Racial Worldmaking: The Power of Popular Fiction (Fordham University Press, 2017) by Mark Jerng, professor of English, looks at the writing of H.G. Wells, Margaret Mitchell, Samuel Delany, Philip K. Dick to rethink how scholars have addressed racial formation in relation to both African American and Asian American studies, as well as how scholars have addressed the relationships between literary representation and racial ideology.
Mark Jerng joined the UC Davis Faculty in 2006. He currently serves as Chair of the Department of African American and African Studies. He also serves as Faculty Member for the Breadloaf School of English . He was Lead PI of the UC Davis Summer Program for Literary Analysis and Success in the Humanities (UCD SPLASH), a UC-HBCU partnership with Hampton University from 2015-2018. He served as Co-Director with Justin Leroy of the Mellon Initiative on Racial Capitalism from 2017-2021.

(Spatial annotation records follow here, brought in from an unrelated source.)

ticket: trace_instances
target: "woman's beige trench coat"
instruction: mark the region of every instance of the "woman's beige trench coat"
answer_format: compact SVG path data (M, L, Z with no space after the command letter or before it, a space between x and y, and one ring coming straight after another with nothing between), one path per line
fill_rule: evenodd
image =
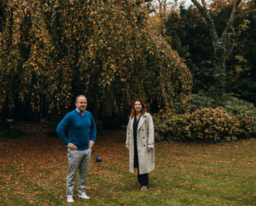
M129 120L126 135L126 147L129 147L130 171L133 173L138 167L134 162L133 121ZM137 130L137 148L140 174L148 173L155 168L155 142L154 141L154 124L152 117L148 113L141 116ZM152 149L148 151L148 148Z

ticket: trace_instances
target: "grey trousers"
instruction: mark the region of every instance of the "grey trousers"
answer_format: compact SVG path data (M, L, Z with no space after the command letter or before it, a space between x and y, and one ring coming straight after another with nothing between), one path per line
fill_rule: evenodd
M67 197L73 195L73 188L74 185L76 175L79 169L78 179L78 194L82 195L85 194L85 184L90 164L92 149L85 150L72 150L68 148L68 171L67 176Z

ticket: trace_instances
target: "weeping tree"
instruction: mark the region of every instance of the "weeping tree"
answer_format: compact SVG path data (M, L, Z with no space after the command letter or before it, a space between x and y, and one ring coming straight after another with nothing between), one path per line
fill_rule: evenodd
M144 1L12 0L0 6L0 111L66 111L85 94L103 115L140 97L188 99L191 74L151 26Z

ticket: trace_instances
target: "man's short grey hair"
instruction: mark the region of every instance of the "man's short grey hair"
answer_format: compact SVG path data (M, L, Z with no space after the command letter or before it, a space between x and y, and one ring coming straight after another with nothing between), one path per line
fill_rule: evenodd
M78 102L78 98L79 98L79 97L81 97L81 96L83 96L83 97L84 97L84 98L85 98L86 99L86 100L87 100L87 98L86 98L86 97L85 96L83 95L82 94L81 94L81 95L80 95L79 96L78 96L77 97L77 98L76 99L76 102Z

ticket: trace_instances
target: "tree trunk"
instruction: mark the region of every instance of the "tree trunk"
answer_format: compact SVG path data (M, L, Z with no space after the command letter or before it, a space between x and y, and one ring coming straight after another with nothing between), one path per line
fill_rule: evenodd
M5 129L8 128L9 126L7 124L8 112L6 108L3 108L0 116L2 126Z

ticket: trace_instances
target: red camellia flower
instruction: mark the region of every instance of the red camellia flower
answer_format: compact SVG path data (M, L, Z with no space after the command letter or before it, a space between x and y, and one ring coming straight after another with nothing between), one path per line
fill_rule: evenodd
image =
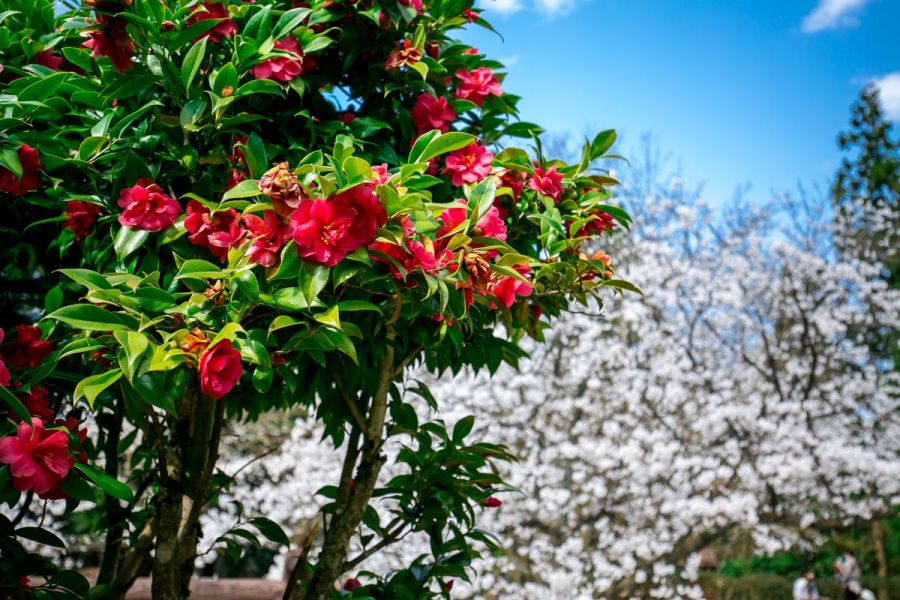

His research specializations include Asian American literature and transnationalism, critical race theory, science fiction and fantasy (especially by contemporary Asian American and African American authors), genre and narrative theory, and law and literature. He is currently working on three projects: the work of W.E.B. Du Bois in relation to genre and theorizing sociality; reading superhero comics as a medium of cultural, racial and gendered consciousness and historicity; an analysis of cultural property and racial capitalism. He is the author most recently of Racial Worldmaking (2018). This project takes up particular popular genres - future war; plantation romance; sword and sorcery; alternate history - in order to analyze how genre formations inform our perceptual organizations of 'race' and 'world.' His first book, Claiming Others: Transracial Adoption and National Belonging (2010), focuses on the ways in which shifting norms of race and kinship shape and naturalize our conceptions of personhood. It examines the phenomenon of transracial adoption from the 1820s to the present across Native American, African American, and Asian American contexts in fiction, memoir, legal history, and social work literature.